Пока мама высказывала отцу все, что она о нем думает, я пулей вылетел за дверь и был таков.
Оказавшись на улице, я поначалу струхнул. Впервые я был один в большом городе. Ни тебе родительского присмотра, ни контролирующей руки, никаких ограничений и одергиваний. Подошел к перекрестку. Подождал, пока загорится зеленый. Несколько раз посмотрел по сторонам. И наконец перешел улицу. Не могу сказать, чтобы я испытал какое-то особое чувство гордости или свободы. Я лишь помнил о своем обещании вернуться через час. Поэтому уверенно шел вперед, соблюдая все меры предосторожности при переходе через дорогу. Дойдя до 23-й улицы, свернул налево. Отсюда до библиотеки было рукой подать. Детский отдел находился на первом этаже. Я прошелся вдоль рядов книжных полок, нашел два новых детектива из серии «Мальчишки Харди», отметился у библиотекарши и поспешил обратно тем же маршрутом. По дороге зашел в аптеку на 21-й улице. Взгромоздился на высокий табурету прилавка, открыл одну из книжек и заказал себе коктейль с содовой. Продавец взял мой доллар и выдал мне девяносто центов сдачи. Я взглянул на настенные часы – у меня в запасе было двадцать восемь минут. Сидел и смаковал коктейль. Читал книгу. И думал: какое счастье.

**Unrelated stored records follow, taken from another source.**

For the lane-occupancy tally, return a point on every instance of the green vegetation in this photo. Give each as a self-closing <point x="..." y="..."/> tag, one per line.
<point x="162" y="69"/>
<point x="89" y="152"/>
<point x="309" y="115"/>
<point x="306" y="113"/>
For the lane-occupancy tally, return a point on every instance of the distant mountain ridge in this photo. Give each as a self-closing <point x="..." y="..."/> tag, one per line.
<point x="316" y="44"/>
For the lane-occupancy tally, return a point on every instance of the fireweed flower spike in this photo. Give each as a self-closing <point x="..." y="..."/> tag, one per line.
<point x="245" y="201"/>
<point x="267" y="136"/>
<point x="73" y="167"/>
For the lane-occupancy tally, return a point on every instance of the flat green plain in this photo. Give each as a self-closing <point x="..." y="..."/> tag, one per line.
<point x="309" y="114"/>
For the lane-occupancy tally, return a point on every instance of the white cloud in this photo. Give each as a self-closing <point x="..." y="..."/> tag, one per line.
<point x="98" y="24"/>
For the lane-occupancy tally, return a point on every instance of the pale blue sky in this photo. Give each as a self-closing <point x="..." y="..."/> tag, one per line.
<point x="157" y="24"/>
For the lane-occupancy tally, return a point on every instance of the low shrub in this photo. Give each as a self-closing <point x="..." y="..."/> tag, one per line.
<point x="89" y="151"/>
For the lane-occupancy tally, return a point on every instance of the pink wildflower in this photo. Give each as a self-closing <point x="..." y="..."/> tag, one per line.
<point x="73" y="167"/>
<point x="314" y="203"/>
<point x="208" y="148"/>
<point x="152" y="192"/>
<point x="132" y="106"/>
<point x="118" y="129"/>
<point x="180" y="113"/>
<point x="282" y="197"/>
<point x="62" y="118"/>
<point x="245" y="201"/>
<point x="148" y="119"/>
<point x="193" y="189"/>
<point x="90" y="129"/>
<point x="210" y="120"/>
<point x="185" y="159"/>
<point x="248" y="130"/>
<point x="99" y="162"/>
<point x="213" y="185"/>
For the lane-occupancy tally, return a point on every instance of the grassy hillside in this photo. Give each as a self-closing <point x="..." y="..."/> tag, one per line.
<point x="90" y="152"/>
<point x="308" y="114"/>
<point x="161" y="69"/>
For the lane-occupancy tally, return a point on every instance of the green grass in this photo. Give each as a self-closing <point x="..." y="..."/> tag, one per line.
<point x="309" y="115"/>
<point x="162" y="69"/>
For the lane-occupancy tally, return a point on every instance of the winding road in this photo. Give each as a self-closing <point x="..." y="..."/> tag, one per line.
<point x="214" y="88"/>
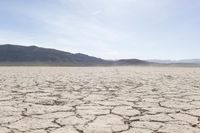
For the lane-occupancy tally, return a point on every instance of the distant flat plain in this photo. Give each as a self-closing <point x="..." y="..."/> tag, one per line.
<point x="99" y="99"/>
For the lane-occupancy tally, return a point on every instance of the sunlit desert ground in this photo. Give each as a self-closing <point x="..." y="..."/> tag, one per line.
<point x="99" y="100"/>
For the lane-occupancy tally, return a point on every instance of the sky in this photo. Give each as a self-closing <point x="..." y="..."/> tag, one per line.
<point x="109" y="29"/>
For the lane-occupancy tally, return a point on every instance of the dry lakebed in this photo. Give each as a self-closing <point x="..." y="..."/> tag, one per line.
<point x="99" y="100"/>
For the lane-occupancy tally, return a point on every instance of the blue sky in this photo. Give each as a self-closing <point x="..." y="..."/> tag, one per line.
<point x="110" y="29"/>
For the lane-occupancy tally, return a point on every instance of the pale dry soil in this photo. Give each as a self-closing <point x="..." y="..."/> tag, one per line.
<point x="99" y="100"/>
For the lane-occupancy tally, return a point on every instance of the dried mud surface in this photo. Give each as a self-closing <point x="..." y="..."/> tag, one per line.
<point x="99" y="100"/>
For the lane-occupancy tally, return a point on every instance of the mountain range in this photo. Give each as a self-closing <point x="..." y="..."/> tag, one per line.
<point x="33" y="55"/>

Домой я вернулся за пять минут до срока. Пока меня не было, отец все-таки сбежал на работу, а мать я застал на кухне за огромной пишущей машинкой «Ремингтон». Она курила «Салем» и стучала по клавишам. Ее глаза были красными от слез, но она казалась сосредоточенной и решительной.

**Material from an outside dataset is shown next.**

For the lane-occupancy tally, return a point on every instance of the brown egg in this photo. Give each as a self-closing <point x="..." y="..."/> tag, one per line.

– Как в библиотеке? – спросила она.
– Все хорошо. Можно, я снова пойду в понедельник?
– Посмотрим, – сказала она.
– Что ты печатаешь? – спросил я.
– Роман.
– Ты пишешь романы, мам? – восхищенно спросил я.
– Пытаюсь, – ответила она, не отрываясь от клавиш.
Я устроился на диване и продолжил читать «Мальчишек Харди». Через полчаса мама закончила печатать и сказала, что собирается принять ванну. Я слышал, как она вытащила из машинки лист бумаги. Когда она скрылась в ванной и включила воду, я подошел к обеденному столу. Две перевернутые страницы рукописи лежали рядом с пишущей машинкой. На первой странице были напечатаны лишь название книги и имя автора.
КОГДА УМИРАЕТ ЛЮБОВЬ
Роман Алисы Несбитт
Я взял следующую страницу. Прочел первое предложение:
Что муж меня больше не любит, мне стало понятно в тот день, когда наш восьмилетний сын сбежал из дому.
Меня остановил крик матери:
– Как ты смеешь!
Она бросилась ко мне, пылая от гнева. Выхватила из моих рук листки и залепила пощечину.
– Ты не должен никогда, никогда читать мою работу!
Я расплакался и побежал в свою комнату. Схватил с кровати подушку и сделал то, что обычно делал, когда в доме начинались скандалы: спрятался в шкафу. Рыдая в подушку, я с горечью думал о том, как одинок в этом очень сложном мире. Прошло десять, а то и пятнадцать минут. В дверь шкафа постучали.
– Я приготовила тебе шоколадное молоко, Томас.
Я молчал.
– Прости, что ударила тебя.
Я молчал.
– Томас, пожалуйста… я была не права.
Я молчал.
– Но ты же не можешь сидеть в шкафу целый день.
Я молчал.
– Томас, это уже не смешно.
Я упорно хранил молчание.
– Твой отец очень рассердится…
Наконец я подал голос:
– Мой отец поймет. Он тоже ненавидит тебя.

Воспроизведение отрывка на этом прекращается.